El acusado se presentó este martes por la mañana en la sede judicial para ponerse a derecho y aceptó prestar declaración indagatoria ante el fiscal Carlos Adrián Arribas, titular de la Unidad Funcional Temática de Homicidios de La Matanza.
Según trascendió, reconoció el hecho y sostuvo que la agresión se dio en el marco de una pelea. “Sabía que estaba todo filmado. Dijo que su hermano agarró una piedra y él una botella para defenderse”, señalaron fuentes cercanas a la causa.
La Justicia había ordenado su detención luego de que no se presentara el lunes a declarar.
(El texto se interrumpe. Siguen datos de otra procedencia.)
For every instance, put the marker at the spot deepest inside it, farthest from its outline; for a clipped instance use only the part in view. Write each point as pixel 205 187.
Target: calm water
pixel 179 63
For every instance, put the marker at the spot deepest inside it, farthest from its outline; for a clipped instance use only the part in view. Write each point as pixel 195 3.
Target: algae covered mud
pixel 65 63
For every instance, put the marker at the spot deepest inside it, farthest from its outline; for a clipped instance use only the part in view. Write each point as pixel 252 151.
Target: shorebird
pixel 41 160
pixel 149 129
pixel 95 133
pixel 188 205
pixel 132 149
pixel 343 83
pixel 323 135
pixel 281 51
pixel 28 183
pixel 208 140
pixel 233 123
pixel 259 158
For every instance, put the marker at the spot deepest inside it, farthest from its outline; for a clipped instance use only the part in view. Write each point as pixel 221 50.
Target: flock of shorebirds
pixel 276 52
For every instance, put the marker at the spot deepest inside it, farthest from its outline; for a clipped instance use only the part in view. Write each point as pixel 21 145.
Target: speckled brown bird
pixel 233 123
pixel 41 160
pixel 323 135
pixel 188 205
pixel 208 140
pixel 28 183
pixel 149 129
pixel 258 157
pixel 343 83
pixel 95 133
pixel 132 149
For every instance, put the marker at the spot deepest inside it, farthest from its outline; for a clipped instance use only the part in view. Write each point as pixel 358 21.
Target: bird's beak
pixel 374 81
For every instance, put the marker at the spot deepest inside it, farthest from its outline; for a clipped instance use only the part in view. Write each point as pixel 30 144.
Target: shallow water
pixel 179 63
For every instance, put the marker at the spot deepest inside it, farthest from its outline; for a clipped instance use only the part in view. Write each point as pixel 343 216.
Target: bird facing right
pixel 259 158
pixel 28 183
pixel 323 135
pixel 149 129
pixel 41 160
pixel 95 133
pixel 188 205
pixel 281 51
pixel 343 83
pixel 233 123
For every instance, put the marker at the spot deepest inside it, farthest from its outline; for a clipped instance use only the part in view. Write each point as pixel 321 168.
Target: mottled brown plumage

Tras el hecho, el sospechoso se habría refugiado en distintos domicilios, lo que motivó una serie de allanamientos que resultaron negativos. Finalmente, ante el avance del operativo policial, decidió entregarse en la fiscalía de San Justo.
El ataque ocurrió el viernes en el cruce de las calles Raulíes y Alagón, en Rafael Castillo. De acuerdo con la investigación, la disputa comenzó en plena vía pública y escaló rápidamente. En un video que se viralizó en redes sociales se observa cómo el agresor golpea a la víctima con el filo de una botella rota, provocándole una herida de extrema gravedad en el antebrazo derecho.
Lucas Pires fue trasladado de urgencia por familiares y vecinos al Hospital Presidente Néstor Kirchner, pero los médicos no lograron salvarle la vida. El corte habría afectado una arteria, lo que desencadenó una hemorragia fatal.